When we came to a small, dried-up stream bed, I thought this would be a good opportunity to pass some people ahead of me since there was enough room to get around them. I was getting antsy to make a move. My toe got caught as I leapt over, and I face planted on the other side, scrapping up my knees and elbows quite nicely.
We were only a half-mile in at this point. Did someone say patience?
It felt like forever before my Garmin chirped for the first mile. One stinkin’ mile done. I couldn’t believe it. I was sure we had to be at least halfway done. I almost left my Garmin at home because I didn’t think it would work with the tree cover, and my pace would be irrelevant anyway. It worked fine, and I was very glad to have it since my sense of time and distance was completely distorted.

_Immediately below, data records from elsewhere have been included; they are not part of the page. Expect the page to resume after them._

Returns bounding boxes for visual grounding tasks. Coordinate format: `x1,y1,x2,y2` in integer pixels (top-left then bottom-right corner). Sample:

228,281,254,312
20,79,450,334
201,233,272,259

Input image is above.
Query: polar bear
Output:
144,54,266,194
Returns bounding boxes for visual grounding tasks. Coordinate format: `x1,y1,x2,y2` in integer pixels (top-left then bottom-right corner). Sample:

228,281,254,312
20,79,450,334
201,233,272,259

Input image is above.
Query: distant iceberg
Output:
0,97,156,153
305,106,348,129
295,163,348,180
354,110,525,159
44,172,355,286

Around the mile mark is when the other women dropped off, and I began playing leap-frog with the woman who I thought she was the lead. After a few minutes of dueling, she with shot ahead of me on an uphill and disappeared from sight.
With about 2 miles left, I ran through the lone aid station and they confirmed I was the second place female. This gave me the boost I needed to keep pushing. I figured first place was out of reach, but I sure as heck was going to hold onto second.
My Garmin continued clicking onward with no finish line in sight. Then suddenly, there it was. Sweet Jesus, blue sky and an open field ahead. It was clear shot to the finish, and the first place woman was in view!
I sprinted my tail off but couldn’t close the gap. She beat me by 8 seconds. For my first trail race, basically since high school cross-country sometime in the late 90’s, I couldn’t have been happier with second place though. It was another 6 minutes before the 3rd place lady came in.
Was this road runner in over her head entering a trail race? Totally. Was it a great experience? Absolutely.
Our friends Kurt, Krysti, and son Jakob live in the area and met up with us after the race to do some more hiking.
We planned to do 6 miles but cut it short at 4. It was taking longer than we expected and the kiddos were getting really fussy. I was pretty much over it too, but I didn’t want to ruin it for the group. Thanks for giving me an out Emily.
I also have to give big shout out to Mr. Blondie for waking up so early in the morning on his day off, driving the 2 hours each way to the race, and entertaining the kiddo for hours while I raced. You’re the best!
Now if you’ll excuse me. I need to waddle off and find my foam roller.